By limiting immigration, sustainable population activists aim to ensure Australia’s population will top out at around 26 million people. But even this may be too many; Professor Tim Flannery believes the long-term human carrying capacity of the Australian continent and Tasmania could be as low as 8 million people.
This notion of ‘carrying capacity’ – that we will simply run out of resources to sustain current levels of population growth – has been thoroughly discredited. Brendan O’Neill in Spiked provides an excellent summary.
Thomas Malthus was wrong in the early 19th century when he predicted “epidemics, pestilence and plagues” would “sweep off tens of thousands” if we didn’t get working-class birth rates under control.
Paul Ehrlich was wrong in the early 1970s when he predicted “hundreds of millions of people [would] starve to death” in India by 1980 or so.
Malthus and Ehrlich backed up their arguments with scientific-sounding factoids, but what actually drove their views was a deep hatred of other humans (those of lower class or darker skin, respectively) and a failure to grasp our species’ amazing ability to adapt and overcome problems.
This is why today’s green-tinged neo-Malthusians are wrong when they claim our current population growth is ecologically unsustainable, or can only occur at the expense of living standards. Despite the exponential growth of the world’s population, living standards are higher now than they have ever been in history.

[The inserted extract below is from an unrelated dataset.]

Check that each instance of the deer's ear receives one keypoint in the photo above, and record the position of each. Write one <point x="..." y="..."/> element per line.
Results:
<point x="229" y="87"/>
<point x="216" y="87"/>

They claim to eschew China-style coercive population control practices but fail to explain how education campaigns or handing out condoms could possibly achieve their goals, especially given the spread of anti-contraception religions across the developing world.
It is also a total failure of imagination to believe that even if we can’t solve all the potential problems of population growth with today’s technology, we will not find ways to do so in the future. History has shown, again and again, that we could and we did. There is no reason to believe we can not or will not in future.
As population grows, so do technology and society. We find ways to cope. We find alternatives to scarce resources. We come up with brilliant ways of feeding and housing ourselves and living with each other.
The fact is, we’re not doing those things well at the moment. We’re not developing renewable energy or building the infrastructure to cope with the pressures of population growth.
But to claim the answer to crowded trains or traffic jams or water shortages or even global warming is sealing off our borders or having fewer babies, rather than using all our intelligence and industriousness to fix the problems, smacks of a Luddite hatred of progress and a deep misanthropy.